But the relaxation is likely to be accompanied by a hint that the rest of the 27 per cent quota might have to be implemented in one go next year, senior government officials said.
The human resource development ministry today sent feelers on the OBC reservation, cleared yesterday by the Supreme Court, to all central higher education institutions, including the Indian Institutes of Technology and the Indian Institutes of Management, officials told The Telegraph.
The ministry asked them how prepared they were to implement the quota from the coming academic session.
Sources said each institution had been asked to submit detailed reports indicating how it planned to carry out the 54 per cent seat hike necessary to implement the quota without reducing the intake of general category students.
Each institution had submitted its seat-increase plan two years ago to a government panel — the oversight committee set up to prepare the road map for the implementation of the OBC quota.
The reservation — and the 54 per cent expansion in seats — was to be staggered over three years.
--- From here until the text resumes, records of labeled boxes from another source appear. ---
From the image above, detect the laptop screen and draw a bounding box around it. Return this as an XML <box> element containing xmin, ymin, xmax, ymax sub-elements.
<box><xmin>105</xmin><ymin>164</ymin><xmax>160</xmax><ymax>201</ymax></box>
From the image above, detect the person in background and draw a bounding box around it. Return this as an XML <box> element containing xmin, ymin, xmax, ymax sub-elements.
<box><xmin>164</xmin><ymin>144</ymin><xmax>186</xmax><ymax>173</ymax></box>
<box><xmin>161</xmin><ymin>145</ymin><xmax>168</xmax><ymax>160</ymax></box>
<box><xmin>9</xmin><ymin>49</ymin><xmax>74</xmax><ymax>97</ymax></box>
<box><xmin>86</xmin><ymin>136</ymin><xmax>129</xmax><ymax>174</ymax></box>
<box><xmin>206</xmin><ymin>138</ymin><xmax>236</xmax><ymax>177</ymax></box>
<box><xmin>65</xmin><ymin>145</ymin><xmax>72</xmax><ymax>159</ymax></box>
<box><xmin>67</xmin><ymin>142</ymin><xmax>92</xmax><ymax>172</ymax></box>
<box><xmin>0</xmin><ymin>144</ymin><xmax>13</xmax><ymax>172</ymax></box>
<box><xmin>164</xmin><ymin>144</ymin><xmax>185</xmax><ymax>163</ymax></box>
The IITs had agreed to an 18 per cent seat hike in the first year, while the IIMs had each given different plans. Central universities had agreed to complete the exercise in two years.
But with some institutes saying yesterday that they might not be able to fulfil their commitment for the first year, the ministry today decided to offer them a relaxation.
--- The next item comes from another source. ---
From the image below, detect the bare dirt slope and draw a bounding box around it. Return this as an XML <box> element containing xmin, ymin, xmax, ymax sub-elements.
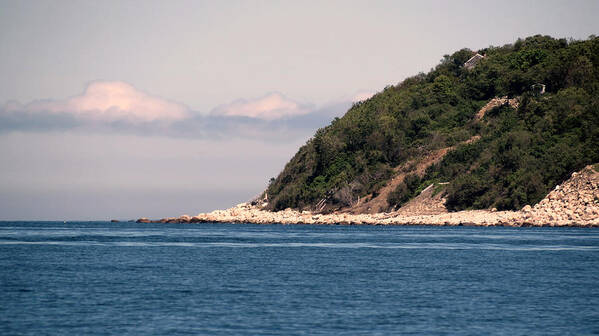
<box><xmin>341</xmin><ymin>147</ymin><xmax>453</xmax><ymax>214</ymax></box>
General elections are barely a year away, and several political parties are queuing up to rake in the benefit from the reservation. In this backdrop, the government cannot afford to take a wrong step.
Once the institutes submit their new plans, they will be examined by the Arjun Singh-led HRD ministry.
Sources, however, said the plan to stagger the implementation of quotas over three years was under review, indicating that the government might pressure institutions to complete the seat expansion in two years — by the 2009-10 session.
The three-year implementation was initially meant to start from the 2007-08 session, and thus be completed by 2009-10, they said. But with one year lost in courtroom battles, things have changed, a source said.
The change in plans is likely to be conveyed to the institutes as a hint dropped during discussions on the quota, the sources said.
Once they get the hint, the government hopes the institutes will be deterred from lowering the number of reserved seats this year by too significant an amount, they added.